# emm-6, weird result(?)



## hybris (Jan 25, 2009)

Hi, I recently ordered the emm6 calibrated mic from cross-spectrum labs, and my goal was to use this to measure in room frequency response via my laptop and REW. 

First of all the sensitivity of the mic seems very low, should I have some mic preamp or something in between the mic and the laptop? 

anyhow, I tried without it, and had to record at -20dB (not -12dB as is default) to be able to calibrate the output/input level without turning up the system so loud I was afraid of blowing my speakers. 

I've also calibrated the soundcard (it was almost perfectly flat), and made a .cal-file for the microphone based on the measurements that were included on a paper with the mic.

The resulting graph is slightly baffling to me, this can't possible be correct? 
I know I have a large room resonance at about 50hz (that is corrected with EQ when I play music), but the wide dip between 2-8khz and large boost at 10-20khz doesn't really make sense to me. 

I have a relatively high noiselevel that seem to come from the laptop somehow (perhaps due to maxing volume and gain on the mic), I don't know if that can be adding to the signal and creating this effect?

Any suggestions of what I may be doing wrong here? 

The graph has 1/12 octave smoothing


----------



## brucek (Apr 11, 2006)

> First of all the sensitivity of the mic seems very low, should I have some mic preamp or something in between the mic and the laptop?


The mic is a condenser mic and always requires a preamp to bring the level up to line level before plugging into your soundcard.
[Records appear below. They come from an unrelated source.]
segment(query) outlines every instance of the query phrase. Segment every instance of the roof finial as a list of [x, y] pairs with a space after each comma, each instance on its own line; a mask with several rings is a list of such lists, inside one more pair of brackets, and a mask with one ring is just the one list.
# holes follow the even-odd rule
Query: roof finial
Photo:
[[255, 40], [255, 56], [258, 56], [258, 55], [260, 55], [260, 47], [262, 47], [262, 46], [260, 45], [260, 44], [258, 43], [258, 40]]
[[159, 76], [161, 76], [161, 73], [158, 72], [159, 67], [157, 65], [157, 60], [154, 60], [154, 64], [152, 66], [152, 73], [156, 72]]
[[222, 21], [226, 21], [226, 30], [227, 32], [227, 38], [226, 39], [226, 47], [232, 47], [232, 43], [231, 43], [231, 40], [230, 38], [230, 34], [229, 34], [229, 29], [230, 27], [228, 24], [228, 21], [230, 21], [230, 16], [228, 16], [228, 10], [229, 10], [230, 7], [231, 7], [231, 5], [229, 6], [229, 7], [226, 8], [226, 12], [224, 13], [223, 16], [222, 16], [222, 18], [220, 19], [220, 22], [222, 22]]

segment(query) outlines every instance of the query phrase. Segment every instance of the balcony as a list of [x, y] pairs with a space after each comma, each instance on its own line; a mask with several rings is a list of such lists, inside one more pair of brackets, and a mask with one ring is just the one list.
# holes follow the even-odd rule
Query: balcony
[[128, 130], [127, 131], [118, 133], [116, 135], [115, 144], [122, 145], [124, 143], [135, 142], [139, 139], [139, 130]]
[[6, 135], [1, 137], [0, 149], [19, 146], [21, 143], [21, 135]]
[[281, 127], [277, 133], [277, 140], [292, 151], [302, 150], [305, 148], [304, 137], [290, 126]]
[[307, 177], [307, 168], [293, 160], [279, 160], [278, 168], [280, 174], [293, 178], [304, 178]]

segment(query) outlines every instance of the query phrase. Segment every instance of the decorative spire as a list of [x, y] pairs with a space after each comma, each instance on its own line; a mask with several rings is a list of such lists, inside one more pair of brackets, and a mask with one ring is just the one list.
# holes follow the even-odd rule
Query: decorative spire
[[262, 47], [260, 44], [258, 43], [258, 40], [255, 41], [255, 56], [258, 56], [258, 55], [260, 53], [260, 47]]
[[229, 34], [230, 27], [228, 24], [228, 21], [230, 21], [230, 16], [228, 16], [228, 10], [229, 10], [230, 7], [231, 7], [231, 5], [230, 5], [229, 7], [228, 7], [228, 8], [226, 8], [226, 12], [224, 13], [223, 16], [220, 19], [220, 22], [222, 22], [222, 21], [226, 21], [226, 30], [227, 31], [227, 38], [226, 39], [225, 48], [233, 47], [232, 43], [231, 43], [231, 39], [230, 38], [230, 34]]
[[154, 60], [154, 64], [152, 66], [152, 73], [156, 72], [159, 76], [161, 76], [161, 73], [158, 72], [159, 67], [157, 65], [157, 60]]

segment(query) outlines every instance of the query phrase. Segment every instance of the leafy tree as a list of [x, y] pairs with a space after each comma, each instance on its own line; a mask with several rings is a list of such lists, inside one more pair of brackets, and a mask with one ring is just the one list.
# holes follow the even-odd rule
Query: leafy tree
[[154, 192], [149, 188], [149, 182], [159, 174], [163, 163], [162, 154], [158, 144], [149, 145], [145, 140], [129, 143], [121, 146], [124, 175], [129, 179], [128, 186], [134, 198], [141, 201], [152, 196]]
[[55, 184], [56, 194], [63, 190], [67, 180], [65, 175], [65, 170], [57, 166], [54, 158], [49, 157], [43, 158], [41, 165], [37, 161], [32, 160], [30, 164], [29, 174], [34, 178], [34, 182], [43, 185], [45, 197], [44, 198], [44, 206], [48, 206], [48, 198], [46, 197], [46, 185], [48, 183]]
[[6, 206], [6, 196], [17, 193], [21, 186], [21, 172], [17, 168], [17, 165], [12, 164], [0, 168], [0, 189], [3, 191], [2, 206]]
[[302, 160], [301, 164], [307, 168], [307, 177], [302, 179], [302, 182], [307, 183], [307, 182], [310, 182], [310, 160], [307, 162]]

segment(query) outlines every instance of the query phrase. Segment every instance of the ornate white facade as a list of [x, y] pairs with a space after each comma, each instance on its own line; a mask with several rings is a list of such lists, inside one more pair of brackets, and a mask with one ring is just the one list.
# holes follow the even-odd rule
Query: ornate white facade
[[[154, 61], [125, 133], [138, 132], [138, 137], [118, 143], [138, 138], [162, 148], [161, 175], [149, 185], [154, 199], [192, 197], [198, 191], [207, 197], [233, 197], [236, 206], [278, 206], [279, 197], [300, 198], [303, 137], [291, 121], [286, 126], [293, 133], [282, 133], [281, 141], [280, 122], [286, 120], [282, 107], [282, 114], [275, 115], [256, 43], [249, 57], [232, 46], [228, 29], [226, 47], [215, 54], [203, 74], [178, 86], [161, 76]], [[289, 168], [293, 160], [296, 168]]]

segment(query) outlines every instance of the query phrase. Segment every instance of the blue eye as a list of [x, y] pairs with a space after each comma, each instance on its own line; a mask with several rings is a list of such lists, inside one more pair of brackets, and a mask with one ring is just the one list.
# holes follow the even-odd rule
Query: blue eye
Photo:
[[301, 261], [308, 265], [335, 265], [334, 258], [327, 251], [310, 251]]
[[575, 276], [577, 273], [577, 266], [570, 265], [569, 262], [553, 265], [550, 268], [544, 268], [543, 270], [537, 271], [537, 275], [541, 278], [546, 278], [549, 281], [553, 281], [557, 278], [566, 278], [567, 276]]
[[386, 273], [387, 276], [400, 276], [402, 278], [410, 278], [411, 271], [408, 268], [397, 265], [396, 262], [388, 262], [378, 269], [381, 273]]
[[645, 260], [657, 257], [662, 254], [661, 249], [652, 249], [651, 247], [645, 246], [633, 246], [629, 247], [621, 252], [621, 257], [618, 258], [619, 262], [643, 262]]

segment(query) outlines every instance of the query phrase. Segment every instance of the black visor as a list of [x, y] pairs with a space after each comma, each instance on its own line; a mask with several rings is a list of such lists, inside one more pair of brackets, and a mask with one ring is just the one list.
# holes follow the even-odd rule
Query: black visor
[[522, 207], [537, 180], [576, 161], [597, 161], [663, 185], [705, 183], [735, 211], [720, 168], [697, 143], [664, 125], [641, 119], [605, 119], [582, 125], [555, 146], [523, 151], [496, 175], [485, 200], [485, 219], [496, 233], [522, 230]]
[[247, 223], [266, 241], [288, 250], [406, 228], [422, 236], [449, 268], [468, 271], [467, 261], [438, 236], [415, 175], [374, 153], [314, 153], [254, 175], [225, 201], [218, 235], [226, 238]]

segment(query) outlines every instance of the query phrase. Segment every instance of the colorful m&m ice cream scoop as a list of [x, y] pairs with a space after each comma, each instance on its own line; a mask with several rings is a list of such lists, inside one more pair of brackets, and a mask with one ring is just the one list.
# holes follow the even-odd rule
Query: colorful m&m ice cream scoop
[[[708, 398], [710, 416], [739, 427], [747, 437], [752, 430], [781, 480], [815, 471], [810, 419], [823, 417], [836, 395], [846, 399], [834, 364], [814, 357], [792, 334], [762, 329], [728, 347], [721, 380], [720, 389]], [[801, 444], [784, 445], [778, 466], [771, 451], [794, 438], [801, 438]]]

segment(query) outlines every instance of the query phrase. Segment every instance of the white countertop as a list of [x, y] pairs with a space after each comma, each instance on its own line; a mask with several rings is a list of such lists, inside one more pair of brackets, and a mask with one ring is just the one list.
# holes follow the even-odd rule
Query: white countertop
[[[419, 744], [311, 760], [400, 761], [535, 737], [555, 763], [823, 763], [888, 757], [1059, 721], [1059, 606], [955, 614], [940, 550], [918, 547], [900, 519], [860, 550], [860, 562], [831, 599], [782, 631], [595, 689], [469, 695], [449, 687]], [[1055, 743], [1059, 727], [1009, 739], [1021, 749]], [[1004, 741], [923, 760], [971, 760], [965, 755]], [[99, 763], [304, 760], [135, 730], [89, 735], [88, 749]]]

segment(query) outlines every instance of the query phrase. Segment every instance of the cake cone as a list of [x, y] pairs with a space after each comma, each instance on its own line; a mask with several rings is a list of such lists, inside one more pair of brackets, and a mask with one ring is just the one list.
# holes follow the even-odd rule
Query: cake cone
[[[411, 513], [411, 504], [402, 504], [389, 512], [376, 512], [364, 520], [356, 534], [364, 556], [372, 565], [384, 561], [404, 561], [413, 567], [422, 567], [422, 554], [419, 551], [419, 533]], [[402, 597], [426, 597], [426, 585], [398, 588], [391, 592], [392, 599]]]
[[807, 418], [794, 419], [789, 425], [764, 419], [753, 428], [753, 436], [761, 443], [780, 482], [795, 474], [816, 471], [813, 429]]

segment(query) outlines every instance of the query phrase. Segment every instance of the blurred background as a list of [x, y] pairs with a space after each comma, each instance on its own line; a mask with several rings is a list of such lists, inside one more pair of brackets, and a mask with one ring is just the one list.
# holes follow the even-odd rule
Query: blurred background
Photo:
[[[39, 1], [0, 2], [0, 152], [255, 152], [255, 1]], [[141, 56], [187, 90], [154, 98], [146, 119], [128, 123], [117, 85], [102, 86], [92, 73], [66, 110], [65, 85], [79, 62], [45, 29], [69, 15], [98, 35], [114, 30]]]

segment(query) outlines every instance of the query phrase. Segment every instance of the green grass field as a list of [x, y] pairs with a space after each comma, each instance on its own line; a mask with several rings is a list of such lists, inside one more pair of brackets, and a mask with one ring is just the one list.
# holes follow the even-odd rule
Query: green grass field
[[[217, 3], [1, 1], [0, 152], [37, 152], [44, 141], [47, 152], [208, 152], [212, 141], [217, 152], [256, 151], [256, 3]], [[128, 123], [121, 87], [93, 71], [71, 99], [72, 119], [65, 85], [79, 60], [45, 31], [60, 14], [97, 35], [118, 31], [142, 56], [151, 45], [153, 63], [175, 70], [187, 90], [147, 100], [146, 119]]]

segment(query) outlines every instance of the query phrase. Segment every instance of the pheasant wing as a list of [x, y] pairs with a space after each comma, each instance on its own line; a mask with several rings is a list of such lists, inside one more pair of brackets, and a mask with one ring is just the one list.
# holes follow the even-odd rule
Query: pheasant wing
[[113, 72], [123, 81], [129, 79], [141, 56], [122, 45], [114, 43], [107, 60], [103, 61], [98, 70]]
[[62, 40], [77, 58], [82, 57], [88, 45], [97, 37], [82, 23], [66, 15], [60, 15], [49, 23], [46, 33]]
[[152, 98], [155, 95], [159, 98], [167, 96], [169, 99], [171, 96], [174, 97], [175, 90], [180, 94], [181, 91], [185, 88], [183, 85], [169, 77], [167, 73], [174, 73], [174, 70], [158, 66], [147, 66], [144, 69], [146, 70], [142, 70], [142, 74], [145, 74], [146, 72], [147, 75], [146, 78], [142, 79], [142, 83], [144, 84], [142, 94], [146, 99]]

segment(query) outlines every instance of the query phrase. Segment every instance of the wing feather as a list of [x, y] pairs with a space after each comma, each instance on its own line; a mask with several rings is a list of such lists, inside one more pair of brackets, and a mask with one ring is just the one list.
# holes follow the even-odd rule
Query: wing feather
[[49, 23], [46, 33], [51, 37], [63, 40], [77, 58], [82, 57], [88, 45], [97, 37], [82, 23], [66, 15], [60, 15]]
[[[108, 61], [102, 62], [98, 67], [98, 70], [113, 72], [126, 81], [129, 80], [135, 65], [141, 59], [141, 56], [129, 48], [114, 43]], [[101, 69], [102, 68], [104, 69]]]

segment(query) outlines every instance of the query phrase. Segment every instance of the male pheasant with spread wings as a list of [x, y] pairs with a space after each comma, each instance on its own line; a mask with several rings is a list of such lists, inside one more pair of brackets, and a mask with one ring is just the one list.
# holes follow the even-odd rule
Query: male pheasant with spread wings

The preamp supplies the correct gain required and also supplies the 48 volt phantom power to turn on the electronics in the mic.

Many members here use the Behringer XENYX 802 preamp.

If you're using a laptop, they generally don't have a line-in available (although some do), so you'll require an external USB soundcard to use with REW.

Any measurements you have taken with the mic without a preamp are not meaningful, I'm afraid...

brucek


----------



## hybris (Jan 25, 2009)

brucek said:


> The mic is a condenser mic and always requires a preamp to bring the level up to line level before plugging into your soundcard. The preamp supplies the correct gain required and also supplies the 48 volt phantom power to turn on the electronics in the mic.
> 
> Many members here use the Behringer XENYX 802 preamp.
> 
> ...


Thanks, that's what i suspected. My laptop have a line in, but i need the preamp then. Humm. Thank you for your quick reply.


----------